DDD: do I really need to load all objects in an aggregate? (Performance concerns)

Question

In DDD, a repository loads an entire aggregate - we either load all of it or none of it. This also means that should avoid lazy loading.

My concern is performance-wise. What if this results in loading into memory thousands of objects? For example, an aggregate for Customer comes back with ten thousand Orders.

In this sort of cases, could it mean that I need to redesign and re-think my aggregates? Does DDD offer suggestions regarding this issue?
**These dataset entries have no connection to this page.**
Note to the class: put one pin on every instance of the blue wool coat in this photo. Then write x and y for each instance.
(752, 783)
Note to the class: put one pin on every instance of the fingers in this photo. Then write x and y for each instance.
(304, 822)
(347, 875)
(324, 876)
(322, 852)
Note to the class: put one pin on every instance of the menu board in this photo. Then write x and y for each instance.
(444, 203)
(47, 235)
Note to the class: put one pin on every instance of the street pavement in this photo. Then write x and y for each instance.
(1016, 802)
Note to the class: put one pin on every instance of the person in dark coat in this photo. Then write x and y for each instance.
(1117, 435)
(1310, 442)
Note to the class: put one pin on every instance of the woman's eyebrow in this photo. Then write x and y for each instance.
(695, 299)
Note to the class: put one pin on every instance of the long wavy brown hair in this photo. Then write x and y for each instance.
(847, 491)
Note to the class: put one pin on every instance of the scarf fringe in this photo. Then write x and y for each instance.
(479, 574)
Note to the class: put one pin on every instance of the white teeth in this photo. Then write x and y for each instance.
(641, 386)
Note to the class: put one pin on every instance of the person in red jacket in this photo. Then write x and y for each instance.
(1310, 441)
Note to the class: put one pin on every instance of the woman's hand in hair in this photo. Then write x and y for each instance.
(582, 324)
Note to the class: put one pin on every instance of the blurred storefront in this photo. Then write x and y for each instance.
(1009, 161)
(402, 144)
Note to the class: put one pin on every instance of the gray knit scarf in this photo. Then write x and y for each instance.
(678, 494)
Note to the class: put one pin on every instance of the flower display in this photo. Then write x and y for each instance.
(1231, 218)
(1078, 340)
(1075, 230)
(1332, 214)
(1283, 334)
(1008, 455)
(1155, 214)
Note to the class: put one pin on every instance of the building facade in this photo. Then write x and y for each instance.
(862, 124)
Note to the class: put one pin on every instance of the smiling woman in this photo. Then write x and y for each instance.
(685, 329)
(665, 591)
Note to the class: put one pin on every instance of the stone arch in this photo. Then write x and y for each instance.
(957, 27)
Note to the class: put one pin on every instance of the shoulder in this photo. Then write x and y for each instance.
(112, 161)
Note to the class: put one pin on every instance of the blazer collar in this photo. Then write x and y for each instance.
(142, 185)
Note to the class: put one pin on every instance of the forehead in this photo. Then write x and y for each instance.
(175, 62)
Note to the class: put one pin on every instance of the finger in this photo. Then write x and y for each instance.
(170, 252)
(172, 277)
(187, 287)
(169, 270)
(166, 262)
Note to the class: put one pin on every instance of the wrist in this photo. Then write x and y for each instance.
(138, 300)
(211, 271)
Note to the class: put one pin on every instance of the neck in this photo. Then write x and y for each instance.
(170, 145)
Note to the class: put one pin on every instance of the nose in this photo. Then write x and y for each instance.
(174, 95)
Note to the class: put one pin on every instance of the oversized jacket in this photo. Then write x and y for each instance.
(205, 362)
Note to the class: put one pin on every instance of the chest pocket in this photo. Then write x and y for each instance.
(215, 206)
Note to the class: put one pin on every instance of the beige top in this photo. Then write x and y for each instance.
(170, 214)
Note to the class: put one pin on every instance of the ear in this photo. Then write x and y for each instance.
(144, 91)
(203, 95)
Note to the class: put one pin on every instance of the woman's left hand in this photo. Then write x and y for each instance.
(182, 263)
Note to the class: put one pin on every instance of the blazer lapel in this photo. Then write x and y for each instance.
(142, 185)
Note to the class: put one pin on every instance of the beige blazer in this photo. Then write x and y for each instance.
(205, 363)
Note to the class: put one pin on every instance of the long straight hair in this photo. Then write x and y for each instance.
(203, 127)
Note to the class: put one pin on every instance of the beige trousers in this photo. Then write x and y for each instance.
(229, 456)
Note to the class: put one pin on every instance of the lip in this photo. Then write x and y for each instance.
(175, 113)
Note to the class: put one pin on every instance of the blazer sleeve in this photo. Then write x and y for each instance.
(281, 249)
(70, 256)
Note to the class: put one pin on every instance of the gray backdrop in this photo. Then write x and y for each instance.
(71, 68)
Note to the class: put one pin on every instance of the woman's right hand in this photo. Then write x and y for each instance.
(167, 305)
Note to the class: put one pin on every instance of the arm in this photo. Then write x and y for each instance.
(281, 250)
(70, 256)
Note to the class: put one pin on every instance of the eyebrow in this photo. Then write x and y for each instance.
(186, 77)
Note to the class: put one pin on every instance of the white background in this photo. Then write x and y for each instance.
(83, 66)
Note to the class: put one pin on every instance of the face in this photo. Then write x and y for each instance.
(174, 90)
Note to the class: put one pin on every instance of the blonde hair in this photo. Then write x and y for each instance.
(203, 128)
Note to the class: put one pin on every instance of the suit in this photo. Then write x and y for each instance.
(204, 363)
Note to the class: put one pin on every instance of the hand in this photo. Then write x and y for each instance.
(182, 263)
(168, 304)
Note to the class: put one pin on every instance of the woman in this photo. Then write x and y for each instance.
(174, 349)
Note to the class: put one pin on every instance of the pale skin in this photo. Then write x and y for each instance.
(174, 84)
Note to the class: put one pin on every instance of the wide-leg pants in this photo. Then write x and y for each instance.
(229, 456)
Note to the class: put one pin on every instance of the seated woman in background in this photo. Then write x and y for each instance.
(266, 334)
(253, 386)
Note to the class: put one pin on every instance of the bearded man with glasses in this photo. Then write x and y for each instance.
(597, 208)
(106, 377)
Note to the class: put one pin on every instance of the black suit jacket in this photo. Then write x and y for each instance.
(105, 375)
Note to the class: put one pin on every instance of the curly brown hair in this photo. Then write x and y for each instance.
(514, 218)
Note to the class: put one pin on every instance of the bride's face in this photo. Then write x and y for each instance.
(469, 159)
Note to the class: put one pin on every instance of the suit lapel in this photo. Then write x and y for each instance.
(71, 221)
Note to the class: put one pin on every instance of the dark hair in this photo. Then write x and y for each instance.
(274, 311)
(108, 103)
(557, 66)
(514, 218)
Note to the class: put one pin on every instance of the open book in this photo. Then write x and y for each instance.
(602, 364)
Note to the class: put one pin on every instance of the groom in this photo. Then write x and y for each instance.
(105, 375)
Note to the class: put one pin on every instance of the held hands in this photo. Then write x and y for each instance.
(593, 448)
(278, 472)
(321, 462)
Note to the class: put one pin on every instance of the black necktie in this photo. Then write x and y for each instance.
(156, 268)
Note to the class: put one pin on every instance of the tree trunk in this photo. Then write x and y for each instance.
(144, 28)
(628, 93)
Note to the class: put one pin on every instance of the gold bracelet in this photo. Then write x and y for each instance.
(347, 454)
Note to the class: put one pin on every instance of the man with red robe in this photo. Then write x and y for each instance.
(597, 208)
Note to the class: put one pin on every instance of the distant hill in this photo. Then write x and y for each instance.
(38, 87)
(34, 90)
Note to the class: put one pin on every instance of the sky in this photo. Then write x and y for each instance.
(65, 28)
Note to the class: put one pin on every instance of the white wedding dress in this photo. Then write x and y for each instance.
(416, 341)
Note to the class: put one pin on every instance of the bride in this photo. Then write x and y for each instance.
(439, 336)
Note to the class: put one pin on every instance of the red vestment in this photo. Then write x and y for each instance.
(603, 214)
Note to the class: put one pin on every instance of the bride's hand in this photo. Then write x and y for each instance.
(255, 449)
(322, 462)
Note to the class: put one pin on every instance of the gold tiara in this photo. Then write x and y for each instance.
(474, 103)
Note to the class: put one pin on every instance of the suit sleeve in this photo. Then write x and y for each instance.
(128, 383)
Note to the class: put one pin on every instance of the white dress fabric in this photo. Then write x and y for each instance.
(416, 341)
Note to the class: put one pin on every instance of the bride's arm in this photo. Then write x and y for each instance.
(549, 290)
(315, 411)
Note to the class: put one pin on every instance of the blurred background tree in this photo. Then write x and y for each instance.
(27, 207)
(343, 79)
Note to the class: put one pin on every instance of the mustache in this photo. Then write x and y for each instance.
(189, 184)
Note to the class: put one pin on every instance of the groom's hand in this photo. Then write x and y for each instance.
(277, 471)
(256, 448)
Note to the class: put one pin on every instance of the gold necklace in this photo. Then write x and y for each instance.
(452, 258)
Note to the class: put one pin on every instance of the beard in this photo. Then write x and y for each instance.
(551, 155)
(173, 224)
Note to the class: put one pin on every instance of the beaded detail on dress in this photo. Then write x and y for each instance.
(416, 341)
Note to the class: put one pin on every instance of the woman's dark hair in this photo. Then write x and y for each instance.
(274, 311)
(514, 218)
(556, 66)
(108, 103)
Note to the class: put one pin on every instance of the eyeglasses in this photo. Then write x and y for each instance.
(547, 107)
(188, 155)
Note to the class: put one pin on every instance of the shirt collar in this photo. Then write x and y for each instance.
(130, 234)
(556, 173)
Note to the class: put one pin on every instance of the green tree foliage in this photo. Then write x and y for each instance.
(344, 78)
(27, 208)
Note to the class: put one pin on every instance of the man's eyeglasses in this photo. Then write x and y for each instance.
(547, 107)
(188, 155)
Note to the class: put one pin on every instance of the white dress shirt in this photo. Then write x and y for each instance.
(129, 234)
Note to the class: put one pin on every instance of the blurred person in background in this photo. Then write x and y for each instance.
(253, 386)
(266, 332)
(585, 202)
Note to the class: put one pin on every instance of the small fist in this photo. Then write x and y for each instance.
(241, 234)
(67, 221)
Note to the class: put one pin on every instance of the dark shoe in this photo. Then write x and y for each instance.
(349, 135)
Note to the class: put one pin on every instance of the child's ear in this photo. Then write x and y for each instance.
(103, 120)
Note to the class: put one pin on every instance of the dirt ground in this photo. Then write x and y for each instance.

If your `Customer` aggregate contains ten thousand `Order` objects, chances are `Order` is an aggregate on its own. — theDmi, Jun 06 '16 at 16:38
[This answer of mine](http://stackoverflow.com/a/31585706/219187) summarizes the primary design drivers for aggregates. — theDmi, Jun 06 '16 at 16:43
As I understand the concept, the basic rule is that for read operation, you don't need to load whole aggregate. For write operation, you should load the whole aggregate because of transaction/integrity and validation purpose . — Muflix, Dec 30 '19 at 14:22
@Muflix read operations can sometimes contain calculation result that are generated by the aggregate. E.g. for a Customer display that has Discount eligibility as its property. I mean yes you can do the calculation outside the aggregate, but that defeats the purpose of DDD. — james, Apr 29 '21 at 01:44
@James If you need to display some calculations you have in aggregate then yes, you have to load it. But not all read calculations need to be in aggregate and probably it should not be (this is tricky part I am not sure). For complex queries I just run stored procedure with optimized SQL query, but you are right, that if your read operation contains business logic, it is good question where to put it. — Muflix, May 05 '21 at 10:41

mgonzalezbaile · Accepted Answer · 2016-06-08T21:56:06.623

Take a look at this Effective Aggregate Design series of three articles from Vernon. I found them quite useful to understand when and how you can design smaller aggregates rather than a large-cluster aggregate.

EDIT

I would like to give a couple of examples to improve my previous answer, feel free to share your thoughts about them.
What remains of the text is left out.